In order to trust you to teach them they need to know who you are and who their classmates are. This is a fun activity which helps with that process. You can do it at the start of your course or at any point afterwards and it works well with pretty much any level post-beginner.

  1. Write up on the board/screen your own version of the following (n.b. don’t just copy mine):
  2. I am a teacher, an examiner, a dad, a brother, a son, an uncle, English, half-German, a husband, an immigrant, a second-generation immigrant, a Northerner, a Sheffielder, an East Londoner, an avid reader, a music-lover, a Momus fan, a Thomas Pynchon obsessive, a blogger, a cyclist, a non-driver, an English speaker, a Philosophy graduate, a Portuguese speaker, a Spanish speaker, an Italian speaker, a language learner, a former DJ, a former part-time comedian, a former part-time actor, a former activist…
  3. Encourage your students to ask you: “so you’re a …”. Then tell them a couple of entertaining details. Do this for five minutes or so, dealing with vocabulary as it comes up.
  4. For lower levels point out the difference between where you’ve used an adjective (with no article) and where you’ve used a noun (with an article), and also the meaning of ‘former’.
  5. Get them to make their own lists. Monitor to help out if they’re stuck. Make sure they each have a decent list of things (at least eight or nine).
  6. Put them in pairs and get them to swap lists and take it in turns to ask.
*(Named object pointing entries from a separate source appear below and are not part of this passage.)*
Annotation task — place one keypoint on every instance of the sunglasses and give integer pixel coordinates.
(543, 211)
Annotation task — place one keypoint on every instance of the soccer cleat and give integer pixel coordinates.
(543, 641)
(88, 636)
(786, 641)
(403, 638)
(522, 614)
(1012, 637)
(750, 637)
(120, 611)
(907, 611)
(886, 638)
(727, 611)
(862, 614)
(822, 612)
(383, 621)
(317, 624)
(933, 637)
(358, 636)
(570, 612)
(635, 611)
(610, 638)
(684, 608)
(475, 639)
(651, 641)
They don’t need to take notes. Make sure they’re asking follow-up questions (‘when?’, ‘why?’).
  7. Rotate the pairs once or twice depending on how many students you have.
  8. The third time they swap pairs, get them to film each other on their phones.
  9. At the end of the lesson, get each of them to report what the most surprising thing they found out was.
  10. Extension: If you and they like, make (or get one of them to make) a short film compiling the most interesting snippets of the interviews. This might sound challenging but there will probably be someone in the class with the technical know-how.
  11. Extra extension: You could easily incorporate a listening comprehension activity using this.

Dekiagari!

* Some of them might even be racists, but you’ll have to hope they don’t proudly announce that in the course of the activity.